In recent years many Chinese firms have listed their shares on the US and other global markets taking advantage of investors’ craze towards all things China. However many of these stocks have not performed well and some are trading well below their IPO prices. Of the 118 exchange-listed ADRs, the majority of them are in the negative territory year-to-date.
This year many Chinese stocks trading on the US markets have been halted or suspended trading including the NYSE-listed Longtop Financial Technologies Ltd(LFT) in May as investors unearthed fraud in their earnings statements. In June, shares of Hong Kong-based Sino-Forest Corp, a forestry company plunged on the Toronto Stock Exchange where it was listed after a research note by the independent research firm Muddy Waters that questioned the company’s assets and basically called the company “a multi-billion dollar ponzi scheme”.
Despite such issues with Chinese companies some investors are still attracted to China due to its economic growth potential.

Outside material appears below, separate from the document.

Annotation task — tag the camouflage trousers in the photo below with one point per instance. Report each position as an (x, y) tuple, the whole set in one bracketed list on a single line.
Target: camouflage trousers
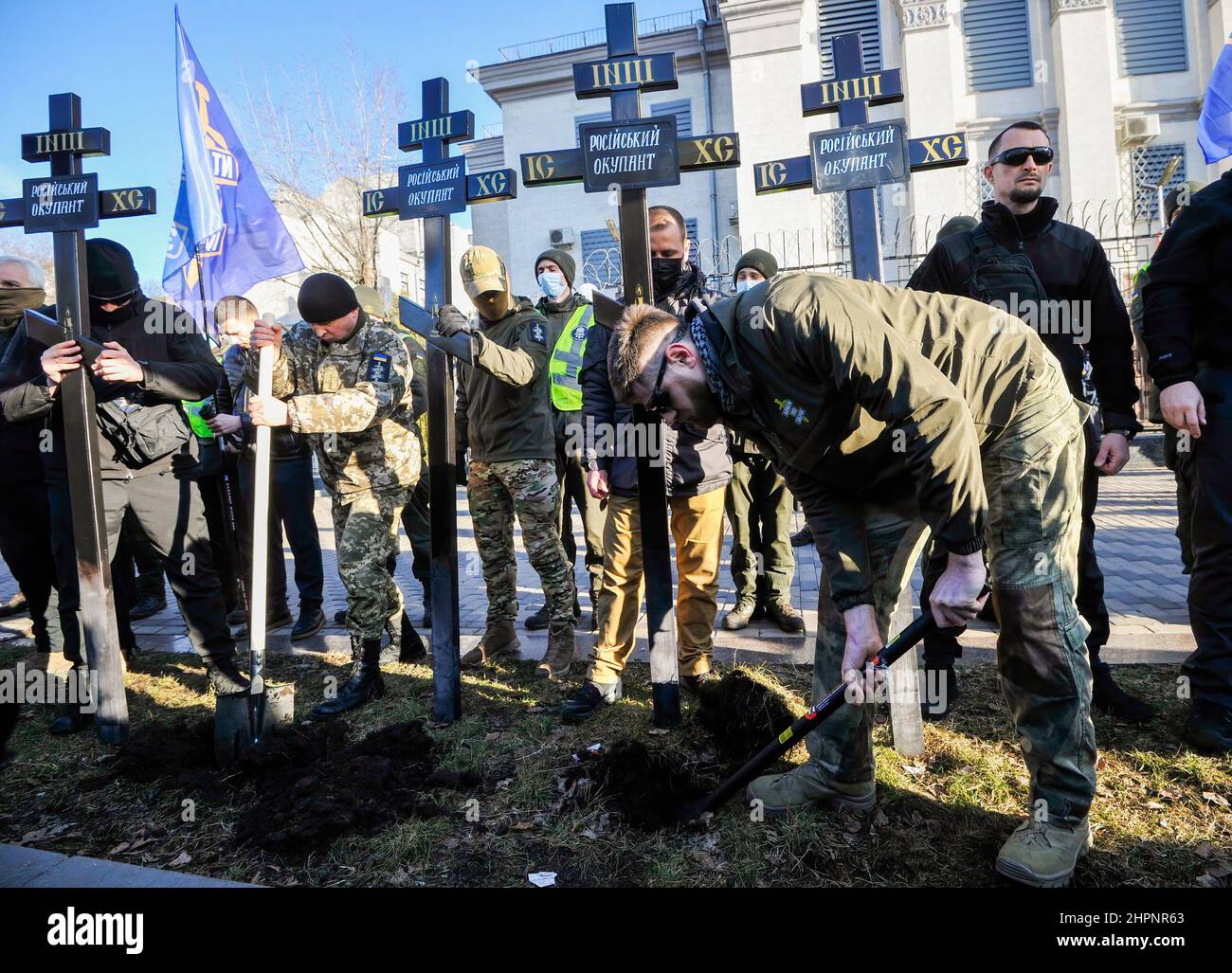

An article in The Wall Street Journal today discussed about pros and cons of investing in China and some ways to invest there.
From Why China Looks Like a Buy :
Buy dividend-paying stocks.One way to reduce the risks of accounting blowups wrecking your portfolio is to buy companies that pay dividends. A 2005 study of U.S. companies by Judson Caskey and Michelle Hanlon of the University of Michigan found that while the fact that a company pays a dividend didn’t eliminate the chance of accounting fraud, it greatly reduces the odds.

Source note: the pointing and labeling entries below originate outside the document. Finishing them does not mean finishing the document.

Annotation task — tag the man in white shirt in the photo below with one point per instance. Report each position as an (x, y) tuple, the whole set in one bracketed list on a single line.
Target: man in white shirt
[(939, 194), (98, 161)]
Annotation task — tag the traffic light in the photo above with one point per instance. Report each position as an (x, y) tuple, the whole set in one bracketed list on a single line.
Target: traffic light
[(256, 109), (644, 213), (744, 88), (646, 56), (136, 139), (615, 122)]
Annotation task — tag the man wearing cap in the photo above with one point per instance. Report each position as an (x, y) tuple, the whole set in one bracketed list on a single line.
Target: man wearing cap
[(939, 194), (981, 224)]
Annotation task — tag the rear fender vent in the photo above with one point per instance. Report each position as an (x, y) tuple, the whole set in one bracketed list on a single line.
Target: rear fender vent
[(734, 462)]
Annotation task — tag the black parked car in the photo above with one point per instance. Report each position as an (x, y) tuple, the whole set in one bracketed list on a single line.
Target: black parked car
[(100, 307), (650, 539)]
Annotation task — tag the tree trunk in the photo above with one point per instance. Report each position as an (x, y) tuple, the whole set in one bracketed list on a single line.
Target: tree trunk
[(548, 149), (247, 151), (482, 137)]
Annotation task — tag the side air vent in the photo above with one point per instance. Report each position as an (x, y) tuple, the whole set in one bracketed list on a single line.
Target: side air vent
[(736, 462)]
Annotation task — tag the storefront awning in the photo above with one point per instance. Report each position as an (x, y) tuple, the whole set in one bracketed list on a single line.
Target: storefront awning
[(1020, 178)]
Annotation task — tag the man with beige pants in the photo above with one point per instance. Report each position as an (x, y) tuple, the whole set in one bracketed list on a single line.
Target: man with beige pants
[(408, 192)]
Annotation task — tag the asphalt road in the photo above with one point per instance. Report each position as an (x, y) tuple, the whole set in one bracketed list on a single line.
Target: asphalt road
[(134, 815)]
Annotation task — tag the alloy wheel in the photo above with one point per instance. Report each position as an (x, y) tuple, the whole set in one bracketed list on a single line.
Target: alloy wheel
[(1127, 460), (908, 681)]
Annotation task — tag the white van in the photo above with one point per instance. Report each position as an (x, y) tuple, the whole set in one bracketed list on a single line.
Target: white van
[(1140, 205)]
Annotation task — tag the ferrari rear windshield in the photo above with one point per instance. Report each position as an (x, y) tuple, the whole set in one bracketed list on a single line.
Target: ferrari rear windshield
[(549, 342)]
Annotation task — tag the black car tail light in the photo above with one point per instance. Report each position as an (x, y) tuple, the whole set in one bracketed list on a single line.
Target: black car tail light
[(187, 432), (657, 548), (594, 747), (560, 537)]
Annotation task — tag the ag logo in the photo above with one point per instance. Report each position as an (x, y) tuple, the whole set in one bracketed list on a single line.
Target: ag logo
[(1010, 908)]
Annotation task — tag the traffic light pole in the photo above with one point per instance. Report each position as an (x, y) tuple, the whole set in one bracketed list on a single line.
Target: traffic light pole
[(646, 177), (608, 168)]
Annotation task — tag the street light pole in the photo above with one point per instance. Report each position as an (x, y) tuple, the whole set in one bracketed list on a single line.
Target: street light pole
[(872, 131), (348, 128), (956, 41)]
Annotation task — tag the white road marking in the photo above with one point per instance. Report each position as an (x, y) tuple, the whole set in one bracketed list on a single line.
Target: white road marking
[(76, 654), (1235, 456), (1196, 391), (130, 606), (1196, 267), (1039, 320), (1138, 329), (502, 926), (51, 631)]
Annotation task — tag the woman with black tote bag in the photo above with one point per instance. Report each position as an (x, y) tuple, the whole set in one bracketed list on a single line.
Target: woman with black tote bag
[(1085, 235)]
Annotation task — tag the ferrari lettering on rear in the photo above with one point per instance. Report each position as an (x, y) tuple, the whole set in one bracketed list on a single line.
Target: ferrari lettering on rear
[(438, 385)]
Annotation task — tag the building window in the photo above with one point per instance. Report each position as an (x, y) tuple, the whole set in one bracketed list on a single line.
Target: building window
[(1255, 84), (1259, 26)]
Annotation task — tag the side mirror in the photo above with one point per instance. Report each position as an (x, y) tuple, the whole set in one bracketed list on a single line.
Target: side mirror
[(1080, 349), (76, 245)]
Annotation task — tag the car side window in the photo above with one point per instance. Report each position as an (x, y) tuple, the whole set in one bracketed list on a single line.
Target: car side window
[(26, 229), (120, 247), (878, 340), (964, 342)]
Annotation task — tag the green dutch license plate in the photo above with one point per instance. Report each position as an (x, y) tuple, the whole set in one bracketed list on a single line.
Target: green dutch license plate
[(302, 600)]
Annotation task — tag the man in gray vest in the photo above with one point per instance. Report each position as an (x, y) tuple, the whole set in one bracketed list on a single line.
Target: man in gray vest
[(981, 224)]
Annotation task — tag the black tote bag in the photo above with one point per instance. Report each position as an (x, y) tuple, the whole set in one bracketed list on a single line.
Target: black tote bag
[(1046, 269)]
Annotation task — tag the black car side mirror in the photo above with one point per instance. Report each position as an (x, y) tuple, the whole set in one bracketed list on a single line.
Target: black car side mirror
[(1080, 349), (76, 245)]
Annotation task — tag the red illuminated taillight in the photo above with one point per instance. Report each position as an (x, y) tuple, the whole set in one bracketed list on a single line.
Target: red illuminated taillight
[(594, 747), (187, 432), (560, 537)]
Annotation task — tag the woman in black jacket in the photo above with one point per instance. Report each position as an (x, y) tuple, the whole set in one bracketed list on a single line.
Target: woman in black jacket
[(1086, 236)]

If U.S. history is a guide, Chinese dividend-paying stocks could be especially attractive now. Dividend payments were one of the ways that U.S. investors knew they could trust the financials of U.S. companies in the days before the U.S. Securities and Exchange Commission and regulations requiring detailed financial disclosures, says Sam Katzman, chief investment officer at Constellation Wealth Advisors LLC in New York. “If they pay a dividend, it’s an argument that they’re not playing with their accounting,” Mr. Katman says. “That’s where the U.S. was and that’s where the Chinese are now.”
Chinese companies seem eager to win investors’ trust. Of the 147 companies in the MSCI China index, 89% pay a dividend. Despite making up just 12% of the MSCI AC Asia Pacific index market cap, China accounted for 28% of the total dividends paid out, only slightly less than Japan.

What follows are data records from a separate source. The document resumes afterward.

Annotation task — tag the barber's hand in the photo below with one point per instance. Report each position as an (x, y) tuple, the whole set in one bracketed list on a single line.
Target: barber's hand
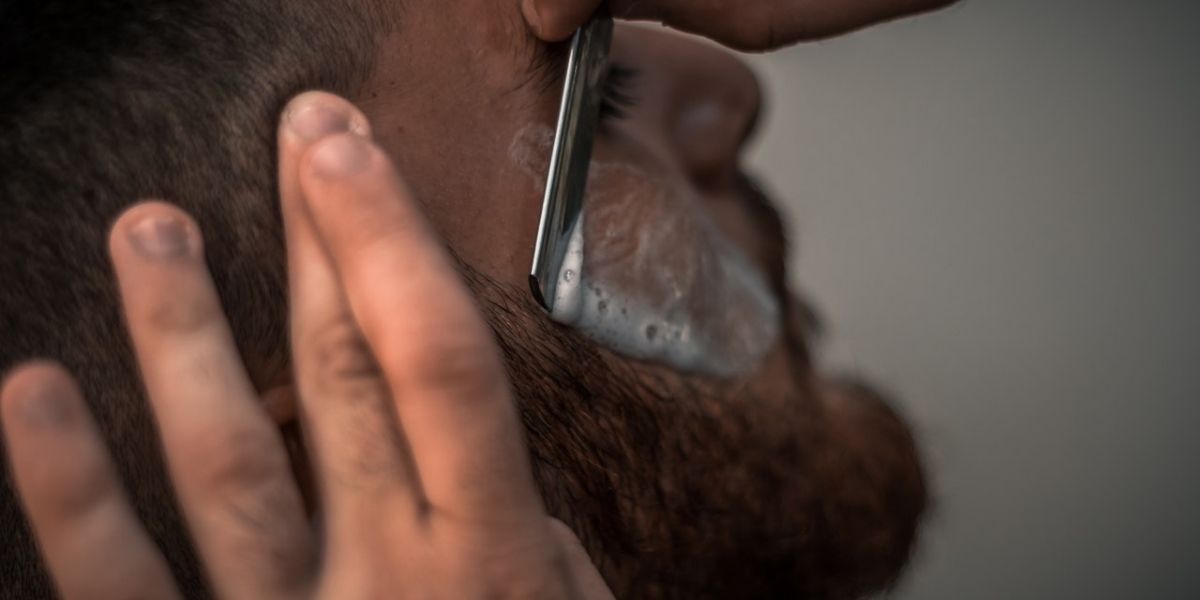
[(742, 24), (423, 474)]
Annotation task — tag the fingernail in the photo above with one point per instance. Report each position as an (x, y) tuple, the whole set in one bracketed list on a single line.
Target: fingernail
[(316, 121), (341, 156), (160, 238), (45, 407)]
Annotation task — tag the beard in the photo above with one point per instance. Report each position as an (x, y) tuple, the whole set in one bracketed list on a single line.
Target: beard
[(682, 486)]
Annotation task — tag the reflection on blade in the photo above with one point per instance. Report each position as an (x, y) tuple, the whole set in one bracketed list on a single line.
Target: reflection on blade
[(565, 183)]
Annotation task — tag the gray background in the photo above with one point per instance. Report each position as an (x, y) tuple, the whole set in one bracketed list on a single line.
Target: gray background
[(997, 210)]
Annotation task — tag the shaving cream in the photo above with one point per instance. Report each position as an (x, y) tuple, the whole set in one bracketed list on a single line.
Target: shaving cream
[(649, 276)]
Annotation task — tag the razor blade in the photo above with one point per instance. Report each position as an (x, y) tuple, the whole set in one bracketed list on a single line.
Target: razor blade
[(571, 155)]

Another option is to try to replicate the index without the financials. A June analysis performed by Adam Parker, chief U.S. equity strategist at Morgan Stanley, found that a portfolio of nine Chinese American depositary receipts—China Mobile, Cnooc, PetroChina Co., China Unicom (Hong Kong) Ltd., China Life Insurance Co., China Petroleum & Chemical Corp., Yanzhou Coal Mining Co., Aluminum Corp. of China and China Telecom Corp.—have reliably tracked the MSCI China index since 2004, with a relatively steady correlation of 0.8 (a correlation of 1.0 means assets trade in lockstep). The portfolio has just 3.7% allocated to financials, compared with 35.8% for the MSCI China index.
CNOOC Ltd (CEO) is one of the largest integrated Chinese oil and gas companies with a market capitalization of about $103 billion. China Petroleum & Chemical Corporation aka Sinopec Corp. (SNP) and PetroChina Co Ltd (PTR) are smaller energy firms with market caps of about $16 billion and $31 billion respectively. Both the ADRs have dividend yields of over 3%. Except China Life Insurance Co Ltd (LFC), all the other eight companies noted above are in the non-financial sectors. Since Chinese banks have large exposures to the real estate industry, the above companies are excellent choices for investors looking to invest in China.